Jurors are not allowed to discuss the case with relatives, friends, or
each other until the proper time, because it is known that thinking is
affected by the influence of others. “Scientific studies have shown that
people instinctively and subconsciously want to be with the majority, and
because of this, are not likely to hold out in an argument against the rest
of the jury.” During
deliberations, if the case is important enough and the judge believes there
is risk of the jury being influenced by outside sources, he may sequester
jurors, putting them in a hotel with little contact with the outside world.

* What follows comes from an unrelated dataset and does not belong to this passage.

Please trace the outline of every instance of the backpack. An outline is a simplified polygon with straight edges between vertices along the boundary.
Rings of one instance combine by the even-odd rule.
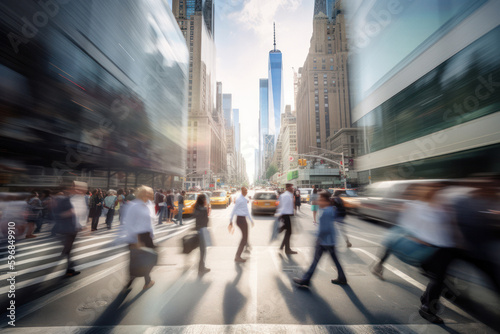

Even newspapers and television may be censored. Telephone calls are short
and monitored, and windows are usually covered over so as not to let the
jurors see anything that may influence their thoughts (Zerman 58).

Deliberations will ultimately end in either a verdict or a ‘hung
jury.’ In a hung jury, the members “debate, argue, plead, and finally
admit defeat,” not being able to agree on a verdict. Hung juries are
usually just replaced, but sometimes the trial is stopped, and the time and
money involved, which is sometimes quite substantial, is wasted (Zerman
101). But a verdict is reached successfully 99 percent of the time. The
jury, led by the foreman, gives the verdict to the judge in open court
(Tull 19). If the verdict is guilty, the defense attorney may choose to
‘poll the jury.’ He asks each juror his personal opinion, and in a few
cases, a juror’s doubts re-emerge to cancel the verdict. This rarely
happens, but if it does the result is a victory for the defense (Zerman
167).

A criminal trial is a complicated but closely choreographed event.

Almost nothing happens without proper precedent, and even the most
factually guilty defendant can be sure of having at least a small chance of
getting “off the hook.” The unbiased trial is a constitutional institution
that may not always make sense to the average person, but that reflects the
value of justice in American society.